Vorsichtig öffnete er die Haustür und blickte hinüber zum Haus gegenüber. In diesem Moment stieß Steffi wieder ihren wilden Ruf aus, aber diesmal war Max nicht mehr beunruhigt, sondern musste selbst grinsen. Steffi stand mit Opa an einer Tischtennisplatte und schmetterte gerade einen Tischtennisball mit voller Wucht auf die gegnerische Plattenhälfte. Dabei traf der Ball auch noch die Kante der Platte und sprang unerreichbar für ihren Mann Jürgen auf den Boden. "Getroffen, Punkt für uns", rief sie und ergänzte noch grinsend: "Och, das mit dem Kantenball tut mir aber leid."
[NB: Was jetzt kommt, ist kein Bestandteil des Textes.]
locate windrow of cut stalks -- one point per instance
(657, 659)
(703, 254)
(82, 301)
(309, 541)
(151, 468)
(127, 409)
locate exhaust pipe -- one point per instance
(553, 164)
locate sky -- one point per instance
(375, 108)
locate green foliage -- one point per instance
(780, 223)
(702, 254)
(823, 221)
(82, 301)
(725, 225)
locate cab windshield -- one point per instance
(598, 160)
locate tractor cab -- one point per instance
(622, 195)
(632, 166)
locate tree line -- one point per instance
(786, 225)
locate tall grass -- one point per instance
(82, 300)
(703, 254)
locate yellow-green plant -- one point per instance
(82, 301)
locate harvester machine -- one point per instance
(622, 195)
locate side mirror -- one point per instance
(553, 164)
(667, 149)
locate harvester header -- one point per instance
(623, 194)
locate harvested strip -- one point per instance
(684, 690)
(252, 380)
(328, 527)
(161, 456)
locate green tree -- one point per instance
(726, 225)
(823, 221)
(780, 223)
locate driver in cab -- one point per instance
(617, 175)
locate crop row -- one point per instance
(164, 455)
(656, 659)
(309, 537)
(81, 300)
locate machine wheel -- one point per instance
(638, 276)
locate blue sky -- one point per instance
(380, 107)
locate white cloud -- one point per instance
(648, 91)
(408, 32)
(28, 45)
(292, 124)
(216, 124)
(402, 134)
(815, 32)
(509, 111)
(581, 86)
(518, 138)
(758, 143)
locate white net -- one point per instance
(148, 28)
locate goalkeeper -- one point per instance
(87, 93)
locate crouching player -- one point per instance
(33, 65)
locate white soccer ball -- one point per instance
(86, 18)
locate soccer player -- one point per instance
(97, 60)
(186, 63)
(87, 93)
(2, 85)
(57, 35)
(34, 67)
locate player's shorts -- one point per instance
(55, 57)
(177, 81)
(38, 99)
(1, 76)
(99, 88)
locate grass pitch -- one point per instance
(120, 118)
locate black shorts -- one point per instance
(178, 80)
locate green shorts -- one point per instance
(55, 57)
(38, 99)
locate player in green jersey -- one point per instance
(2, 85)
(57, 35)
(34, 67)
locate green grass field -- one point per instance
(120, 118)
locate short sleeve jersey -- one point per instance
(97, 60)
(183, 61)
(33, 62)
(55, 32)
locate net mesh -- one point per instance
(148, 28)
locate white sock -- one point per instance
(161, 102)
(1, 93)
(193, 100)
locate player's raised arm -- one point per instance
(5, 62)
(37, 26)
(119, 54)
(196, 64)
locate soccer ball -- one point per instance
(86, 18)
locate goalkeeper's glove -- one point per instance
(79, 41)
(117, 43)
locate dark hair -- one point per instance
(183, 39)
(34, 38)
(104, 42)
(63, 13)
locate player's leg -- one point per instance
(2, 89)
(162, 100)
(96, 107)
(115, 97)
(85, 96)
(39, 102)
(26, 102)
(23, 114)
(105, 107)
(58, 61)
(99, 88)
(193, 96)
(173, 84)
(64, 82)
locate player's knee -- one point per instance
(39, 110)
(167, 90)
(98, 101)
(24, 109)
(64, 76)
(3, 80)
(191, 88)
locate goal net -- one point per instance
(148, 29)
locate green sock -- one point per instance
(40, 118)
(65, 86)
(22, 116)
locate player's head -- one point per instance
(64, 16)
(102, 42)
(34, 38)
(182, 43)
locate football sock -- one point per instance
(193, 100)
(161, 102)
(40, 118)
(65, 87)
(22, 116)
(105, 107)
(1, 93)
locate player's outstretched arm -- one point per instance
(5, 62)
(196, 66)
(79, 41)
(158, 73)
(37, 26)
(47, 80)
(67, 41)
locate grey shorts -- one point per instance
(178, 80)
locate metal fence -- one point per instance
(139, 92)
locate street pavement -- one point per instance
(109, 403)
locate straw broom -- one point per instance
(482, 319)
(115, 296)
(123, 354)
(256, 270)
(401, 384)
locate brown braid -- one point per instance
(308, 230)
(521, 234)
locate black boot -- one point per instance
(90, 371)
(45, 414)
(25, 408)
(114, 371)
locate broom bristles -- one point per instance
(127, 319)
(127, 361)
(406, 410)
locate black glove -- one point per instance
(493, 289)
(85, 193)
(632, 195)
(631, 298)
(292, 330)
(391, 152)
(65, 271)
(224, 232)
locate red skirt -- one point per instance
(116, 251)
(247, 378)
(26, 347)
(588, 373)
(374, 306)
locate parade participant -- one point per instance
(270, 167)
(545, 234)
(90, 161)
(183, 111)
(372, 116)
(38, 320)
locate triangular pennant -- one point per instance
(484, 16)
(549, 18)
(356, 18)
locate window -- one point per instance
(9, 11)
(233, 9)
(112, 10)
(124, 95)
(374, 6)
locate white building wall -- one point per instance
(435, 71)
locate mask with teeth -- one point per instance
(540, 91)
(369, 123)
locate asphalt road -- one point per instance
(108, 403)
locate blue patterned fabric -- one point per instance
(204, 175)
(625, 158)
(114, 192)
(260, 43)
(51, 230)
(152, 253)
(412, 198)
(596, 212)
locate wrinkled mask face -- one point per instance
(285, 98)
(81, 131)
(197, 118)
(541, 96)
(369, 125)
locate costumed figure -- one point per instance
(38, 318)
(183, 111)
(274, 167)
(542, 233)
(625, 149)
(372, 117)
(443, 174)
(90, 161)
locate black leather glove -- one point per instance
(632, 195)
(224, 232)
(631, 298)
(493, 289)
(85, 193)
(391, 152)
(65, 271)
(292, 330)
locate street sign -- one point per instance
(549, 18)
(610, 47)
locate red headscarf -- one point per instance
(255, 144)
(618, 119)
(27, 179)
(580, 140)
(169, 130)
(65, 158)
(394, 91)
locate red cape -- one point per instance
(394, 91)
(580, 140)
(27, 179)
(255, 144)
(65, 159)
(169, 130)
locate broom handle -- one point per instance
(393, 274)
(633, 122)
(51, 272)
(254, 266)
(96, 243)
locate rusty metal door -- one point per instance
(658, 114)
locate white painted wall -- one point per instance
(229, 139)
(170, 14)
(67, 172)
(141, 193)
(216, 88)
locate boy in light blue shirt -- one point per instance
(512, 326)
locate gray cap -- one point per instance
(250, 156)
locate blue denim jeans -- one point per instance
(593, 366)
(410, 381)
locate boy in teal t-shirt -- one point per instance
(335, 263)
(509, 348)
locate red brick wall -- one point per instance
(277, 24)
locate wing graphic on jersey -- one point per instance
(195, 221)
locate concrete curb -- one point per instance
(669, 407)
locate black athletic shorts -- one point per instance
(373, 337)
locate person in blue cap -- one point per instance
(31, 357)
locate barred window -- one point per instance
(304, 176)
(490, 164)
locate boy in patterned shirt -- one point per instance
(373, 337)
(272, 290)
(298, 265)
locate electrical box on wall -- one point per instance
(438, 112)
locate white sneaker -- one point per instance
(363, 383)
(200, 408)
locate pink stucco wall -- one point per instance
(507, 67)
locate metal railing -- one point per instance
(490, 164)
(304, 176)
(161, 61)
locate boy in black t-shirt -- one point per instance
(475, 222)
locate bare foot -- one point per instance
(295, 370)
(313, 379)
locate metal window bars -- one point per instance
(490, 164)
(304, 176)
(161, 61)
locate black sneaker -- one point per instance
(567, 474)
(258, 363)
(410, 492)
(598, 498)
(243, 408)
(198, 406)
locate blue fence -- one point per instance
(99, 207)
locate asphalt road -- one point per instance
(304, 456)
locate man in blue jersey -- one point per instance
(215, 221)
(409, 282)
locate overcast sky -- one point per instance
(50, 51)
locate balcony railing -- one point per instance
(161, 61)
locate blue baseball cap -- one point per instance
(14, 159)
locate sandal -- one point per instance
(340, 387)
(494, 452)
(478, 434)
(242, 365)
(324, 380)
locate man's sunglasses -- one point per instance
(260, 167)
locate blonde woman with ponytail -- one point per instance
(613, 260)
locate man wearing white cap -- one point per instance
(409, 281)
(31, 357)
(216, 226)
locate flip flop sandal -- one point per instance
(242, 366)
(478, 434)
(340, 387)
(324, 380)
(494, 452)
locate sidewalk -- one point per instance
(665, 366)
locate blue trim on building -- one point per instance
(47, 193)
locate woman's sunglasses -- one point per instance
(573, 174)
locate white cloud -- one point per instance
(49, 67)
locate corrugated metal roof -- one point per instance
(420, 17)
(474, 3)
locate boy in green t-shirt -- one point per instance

"Das glaube ich Dir nicht," sagte Jürgen und sein Doppelpartner Olaf ergänzte: "Das war doch ein ganz normaler Ball. So spielt Steffi doch immer." Und dann lachten alle und das Spiel ging weiter. Max war froh, dass alles eigentlich ganz harmlos war und Steffi nur die Schmetterbälle beim Tischtennis gemeint hatte. Und die Geräusche, die er gehört hatte, kamen auch nur vom Tischtennis. Nun konnte er beruhigt zu Jan und Ben gehen und wer weiß, vielleicht würden sie ja später auch noch etwas Tischtennis spielen.